De son côté, invité à Vienne par son homologue autrichien Werner Faymann, Alexis Tsipras s'est dit au contraire "optimiste" sur les chances de compromis avec l'Union européenne, à deux jours d'une réunion des ministres des Finances de la zone euro à Bruxelles.
L"humeur" au sein de la zone euro n'est pas propice à une satisfaction "sans condition" des demandes du gouvernement grec, a averti le président de la Commission européenne Jean-Claude Juncker. Mais cela peut signifier également que certaines demandes de la Grèce, permettant aux deux parties de sauver la face, pourraient être acceptées.

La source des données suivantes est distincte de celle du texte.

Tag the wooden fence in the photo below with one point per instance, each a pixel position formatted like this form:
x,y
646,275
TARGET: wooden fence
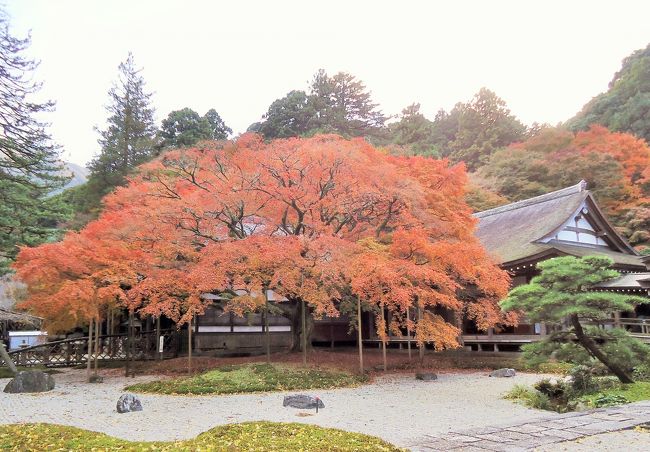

La chancelière allemande Angela Merkel n'a d'ailleurs pas fermé la porte, exhortant la Grèce, depuis Washington, à soumettre aux Européens des "propositions viables" sur sa dette publique et le sort des programmes d'aide internationaux.
Or le gouvernement grec présentera mercredi un programme en plusieurs volets basé sur une atténuation de l'austérité en échange de dix réformes phares établies avec l'OCDE, a indiqué une source au ministère des Finances.
Le secrétaire général de l'OCDE Angel Gurria sera à Athènes mardi.
Alexis Tsipras est resté ferme dimanche dans son engagement à refuser toute extension du programme en vigueur depuis 2010 sous contrôle des créanciers du pays (UE, BCE, FMI). Celui-ci fixe à la Grèce un certain nombre d'objectifs économiques en échange de 240 milliards de prêts internationaux.
Ce programme était censé arriver à échéance début 2015 à condition qu'Athènes consente à quelques efforts supplémentaires. Mais le nouveau gouvernement de gauche radicale a été élu fin janvier sur la promesse de refuser toute nouvelle concession à la rigueur.